Hopefully it is the former, and then that surely should help your mum realise that his ‘nastiness’ now is because of his illness (ie, not ‘real’)(that if he could see how horrible he’s being, he’d be appalled at himself).

But if it’s the latter, then, really, there isn’t much sympathy for him at all, and really your mum needs to develop a thicker skin for a man who has never been a ‘good husband’ in the first place…

Dad is 80
Has attendance allowance and direct payments for a few hours paid care each week.
Mum has had a carers assessment.
Dad has always been a caring and loving husband (and Dad) which is why it’s so hard to see him being so dismissive of my Mum. They have has a happy married life with great respect for each other. It’s so strange that he is so nice to me and every one else but treats my mum like she is staff.
I understand that it’s the dementia talking, but why just with my Mum?

Ah, that’s much more reassuring - that he has always been a warm and loving husband.

I know that makes it harder for your mum in the horrible change, but at the same time, she knows that this behaviour now is not the ‘real’ husband…it is only the illness ‘taking over’…

As for ‘why’ he is like this, and ‘why’ it’s only towards your mum, I wonder if he is simply thinking your mum is someone completely else?? This is all too common, alas - one of our forum members recalls how she was addressed and assumed to be her own long dead aunt…

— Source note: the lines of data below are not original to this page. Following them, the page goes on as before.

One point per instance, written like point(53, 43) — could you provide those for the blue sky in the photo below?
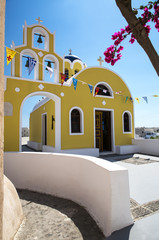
point(86, 27)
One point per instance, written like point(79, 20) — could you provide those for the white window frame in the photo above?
point(107, 86)
point(130, 122)
point(81, 121)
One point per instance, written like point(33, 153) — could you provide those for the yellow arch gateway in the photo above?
point(67, 120)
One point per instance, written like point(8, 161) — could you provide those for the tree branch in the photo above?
point(139, 32)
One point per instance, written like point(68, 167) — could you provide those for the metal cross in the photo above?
point(100, 60)
point(70, 51)
point(39, 20)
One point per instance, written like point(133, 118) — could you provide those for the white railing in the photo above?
point(147, 146)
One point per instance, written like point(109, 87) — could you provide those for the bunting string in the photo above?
point(32, 62)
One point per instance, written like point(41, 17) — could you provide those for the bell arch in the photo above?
point(43, 32)
point(57, 101)
point(33, 55)
point(56, 66)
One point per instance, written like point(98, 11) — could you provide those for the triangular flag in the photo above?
point(146, 99)
point(131, 99)
point(126, 99)
point(137, 100)
point(10, 54)
point(50, 70)
point(90, 87)
point(96, 91)
point(63, 77)
point(32, 63)
point(75, 83)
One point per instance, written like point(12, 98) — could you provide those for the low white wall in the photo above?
point(100, 186)
point(147, 146)
point(34, 145)
point(81, 151)
point(126, 149)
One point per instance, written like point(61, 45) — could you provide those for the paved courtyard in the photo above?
point(49, 217)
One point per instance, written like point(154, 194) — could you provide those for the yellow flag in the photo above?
point(137, 100)
point(10, 54)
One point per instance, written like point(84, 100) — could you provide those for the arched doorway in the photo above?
point(57, 101)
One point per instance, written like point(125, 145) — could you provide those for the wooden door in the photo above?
point(99, 132)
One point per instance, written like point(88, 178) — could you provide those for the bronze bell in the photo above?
point(39, 39)
point(27, 63)
point(48, 64)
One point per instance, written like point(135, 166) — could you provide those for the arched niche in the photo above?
point(43, 32)
point(31, 53)
point(52, 58)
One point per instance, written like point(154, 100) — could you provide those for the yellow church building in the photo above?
point(91, 112)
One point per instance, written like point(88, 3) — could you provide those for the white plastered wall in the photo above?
point(98, 185)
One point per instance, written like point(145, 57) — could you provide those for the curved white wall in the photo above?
point(98, 185)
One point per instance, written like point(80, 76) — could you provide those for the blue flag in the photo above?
point(90, 87)
point(32, 63)
point(75, 83)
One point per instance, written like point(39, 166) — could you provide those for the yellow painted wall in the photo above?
point(81, 98)
point(36, 123)
point(76, 66)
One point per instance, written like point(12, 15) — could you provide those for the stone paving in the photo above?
point(139, 211)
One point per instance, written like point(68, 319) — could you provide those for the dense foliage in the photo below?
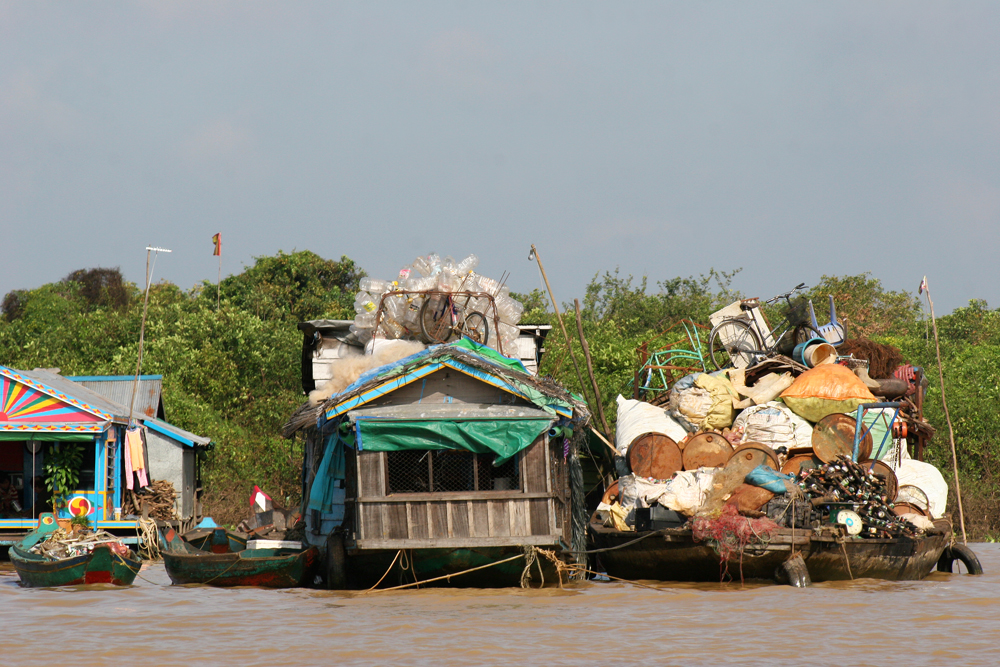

The trouble is, with dementia, you yourself can say till you are blue in the face ‘Dad, please be NICE to mum’…it will be unlikely to make any difference at all. His dementia will prevent him understanding anythgn at all now. It’s a horrible, horrible disease.

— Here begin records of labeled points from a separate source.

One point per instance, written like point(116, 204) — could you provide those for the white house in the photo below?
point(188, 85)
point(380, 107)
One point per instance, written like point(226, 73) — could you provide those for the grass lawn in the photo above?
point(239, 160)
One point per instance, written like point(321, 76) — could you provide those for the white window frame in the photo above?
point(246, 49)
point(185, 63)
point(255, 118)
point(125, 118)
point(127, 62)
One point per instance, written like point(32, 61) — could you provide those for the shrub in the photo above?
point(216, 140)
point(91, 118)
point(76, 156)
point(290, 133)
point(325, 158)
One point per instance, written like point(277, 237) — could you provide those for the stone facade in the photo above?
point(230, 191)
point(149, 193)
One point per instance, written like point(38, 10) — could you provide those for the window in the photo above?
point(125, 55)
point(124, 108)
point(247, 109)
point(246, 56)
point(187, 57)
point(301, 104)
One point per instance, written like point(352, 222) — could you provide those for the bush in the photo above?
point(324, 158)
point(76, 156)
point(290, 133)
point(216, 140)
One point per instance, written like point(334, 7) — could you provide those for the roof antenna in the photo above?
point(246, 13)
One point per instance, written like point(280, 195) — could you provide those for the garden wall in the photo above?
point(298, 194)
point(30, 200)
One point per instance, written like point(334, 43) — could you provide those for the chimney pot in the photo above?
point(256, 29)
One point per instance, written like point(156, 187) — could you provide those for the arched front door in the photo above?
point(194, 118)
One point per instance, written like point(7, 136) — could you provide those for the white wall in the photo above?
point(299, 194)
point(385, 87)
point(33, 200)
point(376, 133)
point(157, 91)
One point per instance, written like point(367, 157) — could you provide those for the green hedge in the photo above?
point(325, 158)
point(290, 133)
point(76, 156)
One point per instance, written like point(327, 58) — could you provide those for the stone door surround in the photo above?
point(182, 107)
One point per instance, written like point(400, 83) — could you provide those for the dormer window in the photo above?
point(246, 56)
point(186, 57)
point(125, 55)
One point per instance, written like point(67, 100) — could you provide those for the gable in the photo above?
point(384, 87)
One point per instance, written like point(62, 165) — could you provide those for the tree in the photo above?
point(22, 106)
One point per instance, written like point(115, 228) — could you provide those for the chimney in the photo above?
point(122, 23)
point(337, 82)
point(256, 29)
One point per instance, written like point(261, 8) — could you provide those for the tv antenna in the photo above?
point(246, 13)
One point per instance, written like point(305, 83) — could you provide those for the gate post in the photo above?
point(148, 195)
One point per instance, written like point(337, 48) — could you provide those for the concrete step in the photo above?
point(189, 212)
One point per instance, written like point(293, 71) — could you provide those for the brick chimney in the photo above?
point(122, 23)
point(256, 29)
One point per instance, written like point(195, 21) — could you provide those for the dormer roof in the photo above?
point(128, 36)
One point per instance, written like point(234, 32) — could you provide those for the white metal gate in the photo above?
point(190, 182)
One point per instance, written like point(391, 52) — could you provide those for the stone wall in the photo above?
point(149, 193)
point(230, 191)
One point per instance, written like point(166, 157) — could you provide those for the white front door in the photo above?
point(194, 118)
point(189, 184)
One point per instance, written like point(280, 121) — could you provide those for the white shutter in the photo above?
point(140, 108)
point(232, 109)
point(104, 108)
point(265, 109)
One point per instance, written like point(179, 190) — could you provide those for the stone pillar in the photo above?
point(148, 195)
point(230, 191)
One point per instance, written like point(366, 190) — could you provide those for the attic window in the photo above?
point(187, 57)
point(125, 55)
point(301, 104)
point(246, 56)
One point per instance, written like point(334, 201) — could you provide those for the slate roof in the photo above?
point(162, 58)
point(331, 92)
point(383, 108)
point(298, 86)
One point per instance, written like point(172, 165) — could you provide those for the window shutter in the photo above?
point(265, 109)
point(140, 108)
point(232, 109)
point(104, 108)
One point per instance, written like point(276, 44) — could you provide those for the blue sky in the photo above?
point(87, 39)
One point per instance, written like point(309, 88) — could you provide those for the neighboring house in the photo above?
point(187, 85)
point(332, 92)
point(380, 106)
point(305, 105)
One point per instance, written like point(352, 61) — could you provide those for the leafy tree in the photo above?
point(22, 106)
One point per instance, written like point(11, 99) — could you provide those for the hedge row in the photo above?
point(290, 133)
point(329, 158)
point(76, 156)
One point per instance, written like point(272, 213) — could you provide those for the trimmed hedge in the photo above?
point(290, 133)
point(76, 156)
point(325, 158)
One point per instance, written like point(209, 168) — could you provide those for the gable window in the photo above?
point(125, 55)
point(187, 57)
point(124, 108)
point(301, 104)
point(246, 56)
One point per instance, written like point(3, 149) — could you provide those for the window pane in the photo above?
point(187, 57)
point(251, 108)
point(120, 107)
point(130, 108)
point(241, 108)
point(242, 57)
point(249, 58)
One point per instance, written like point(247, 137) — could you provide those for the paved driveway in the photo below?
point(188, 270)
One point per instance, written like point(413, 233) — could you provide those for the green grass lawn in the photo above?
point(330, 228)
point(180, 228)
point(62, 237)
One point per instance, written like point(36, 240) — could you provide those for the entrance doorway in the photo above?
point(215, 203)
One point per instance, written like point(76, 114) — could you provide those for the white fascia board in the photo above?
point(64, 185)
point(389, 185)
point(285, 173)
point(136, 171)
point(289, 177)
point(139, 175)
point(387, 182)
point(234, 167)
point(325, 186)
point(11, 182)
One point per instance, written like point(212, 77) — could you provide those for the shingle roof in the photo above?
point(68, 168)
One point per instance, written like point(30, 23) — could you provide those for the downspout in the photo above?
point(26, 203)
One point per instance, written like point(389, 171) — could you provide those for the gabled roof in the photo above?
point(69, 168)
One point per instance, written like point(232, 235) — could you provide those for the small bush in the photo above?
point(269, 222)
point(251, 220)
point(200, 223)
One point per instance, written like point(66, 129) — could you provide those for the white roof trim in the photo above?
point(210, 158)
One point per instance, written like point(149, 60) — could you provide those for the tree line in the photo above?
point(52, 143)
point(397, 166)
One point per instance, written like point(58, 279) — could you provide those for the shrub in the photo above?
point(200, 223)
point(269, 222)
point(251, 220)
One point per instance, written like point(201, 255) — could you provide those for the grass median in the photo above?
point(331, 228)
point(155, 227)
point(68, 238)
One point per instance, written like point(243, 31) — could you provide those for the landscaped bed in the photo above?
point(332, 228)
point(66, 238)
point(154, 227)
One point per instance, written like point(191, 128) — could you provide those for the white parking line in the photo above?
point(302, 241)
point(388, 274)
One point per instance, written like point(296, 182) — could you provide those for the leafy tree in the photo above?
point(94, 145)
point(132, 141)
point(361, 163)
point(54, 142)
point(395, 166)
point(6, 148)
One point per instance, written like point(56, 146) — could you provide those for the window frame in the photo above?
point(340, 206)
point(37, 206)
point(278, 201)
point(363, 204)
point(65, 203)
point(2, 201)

The only thing to look forward to is that as the disease ‘moves through’ his brain, his behaviour can change, so what you are seeing now may well not last. I do hope so.

It’s all so upsetting.

My neighbours husband thought his wife was an enemy soldier and kept attacking her. He recognised his daughter’s though and was pleasant to everyone else.
As others have said you won’t change him now, and realistically must plan in case it gets worse. My neighbours husband had to go into a residential Home eventually as she was unsafe.

Maybe show Mum some of the posts in the dementia threads on here to help her understand it’s the disease, not him, but not to put herself down or be guilty about something that is not her fault and that she can’t change.

My in laws had been married for 60 years, MIL spent her last few months in a secure home. It was an incredibly sad day for FIL when MIL took off her wedding ring because she didn’t remember that she had been married. For me, it was the day she thought I was my sister in law (I’m 7" taller!) but strangely she always remembered her son, my husband. Always called him by name.
I always said she was the best MIL anyone ever had, never a cross word between us in 34 years. So sad when she started forgetting her grandchildren. The last time we took her to my niece’s for Christmas, her much loved only grand daughter, MIL said what a nice girl she was, “did she have any family?”. Dementia is so cruel.